2 Comments
Dec 31, 2021·edited Jan 1, 2022

I'd slightly amend Balk's law: everything I hate about the internet is actually everything I hate about *some* people, namely money-grubbers like the ones who dominate Greater (but not great) Silicon Valley and the grifters and trolls they enable.

"... and some of the people are even good, yet the overall effect is something else.": As I believe you realize (e.g., you wrote about it here in September), that's largely because the whole thing is controlled by deeply obnoxious people like Zuck who don't care about our enjoyment, merely our "engagement", because that's how they get truckloads of money from the marketers who are their customers. Your lobbing tweets at dumb online fights is great, as far as Jack (or whoever's running Twitter these days) is concerned, because it means you're "engaged", seeing ads (or "sponsored tweets"), and doing things that tell the "algorithm" still more about yourself and thereby help it steer you toward still more dumb fights. Make no mistake, Zuck, Jack, and their bros and the fat cats who back them are the primary problem here. Concern trolls like Hamid couldn't exist without the fundamentally sociopathic attitudes that shape the platforms they use.

"In some very real sense, he only exists to me as a source of a certain kind of irritating opinion.": Hence my motto: block early and often! (If you use troll-infested platforms like Twitter at all, which I don't anymore.)

"What are any of these weird little scolds talking about except themselves?": Nothing. As John Herrman remarked, "Who tweets? Brands, and people who believe themselves to be brands." I think that's a good approximation.

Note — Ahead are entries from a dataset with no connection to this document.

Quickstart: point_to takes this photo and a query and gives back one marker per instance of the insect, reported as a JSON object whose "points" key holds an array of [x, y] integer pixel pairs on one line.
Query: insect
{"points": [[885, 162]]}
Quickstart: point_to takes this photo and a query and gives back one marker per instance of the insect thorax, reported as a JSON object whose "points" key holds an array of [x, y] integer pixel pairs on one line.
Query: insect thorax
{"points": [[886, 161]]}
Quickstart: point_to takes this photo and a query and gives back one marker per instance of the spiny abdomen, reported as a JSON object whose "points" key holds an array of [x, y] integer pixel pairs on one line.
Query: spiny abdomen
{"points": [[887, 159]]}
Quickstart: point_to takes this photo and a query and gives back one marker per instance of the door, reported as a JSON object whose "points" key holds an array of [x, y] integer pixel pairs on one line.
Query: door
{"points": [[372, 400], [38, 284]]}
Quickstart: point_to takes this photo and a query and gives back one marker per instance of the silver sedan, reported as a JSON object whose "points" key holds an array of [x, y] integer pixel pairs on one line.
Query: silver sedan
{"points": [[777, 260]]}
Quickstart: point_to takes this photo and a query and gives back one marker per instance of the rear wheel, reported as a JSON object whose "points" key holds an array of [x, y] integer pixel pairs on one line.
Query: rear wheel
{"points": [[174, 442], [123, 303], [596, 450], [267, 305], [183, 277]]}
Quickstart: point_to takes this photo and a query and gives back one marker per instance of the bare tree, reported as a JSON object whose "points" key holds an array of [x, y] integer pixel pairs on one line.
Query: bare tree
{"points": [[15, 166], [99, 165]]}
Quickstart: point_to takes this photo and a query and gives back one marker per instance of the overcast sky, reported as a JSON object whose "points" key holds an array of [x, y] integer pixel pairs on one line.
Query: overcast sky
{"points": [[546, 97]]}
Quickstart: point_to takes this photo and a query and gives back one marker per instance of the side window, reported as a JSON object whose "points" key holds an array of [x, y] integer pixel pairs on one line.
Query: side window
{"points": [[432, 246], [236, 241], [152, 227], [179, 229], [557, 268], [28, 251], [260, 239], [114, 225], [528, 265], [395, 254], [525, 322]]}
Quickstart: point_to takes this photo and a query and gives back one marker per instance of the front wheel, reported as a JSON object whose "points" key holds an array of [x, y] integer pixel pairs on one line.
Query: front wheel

Oddly enough, I'm mildly optimistic that things are going to get better soon-ish. I've been watching this situation closely for many years now. Greater Silicon Valley mostly doesn't get it yet, but they have well and truly screwed the pooch. A solid majority of the public, in the USA and elsewhere, no longer trusts them, to anywhere near the extent they did ten years ago. And most people never did want the internet Zuck, Jack, et al. have given them. I expect we're going to see more and more alternatives spring up and get embraced by enough people to sustain them. (E.g., Substack probably qualifies.) No one of them will bestride the narrow world like a Colossus, but they won't need to in order to prosper.

Expand full comment

If the internet is people and hell is people (Sartre), then is all or only some of the internet hell?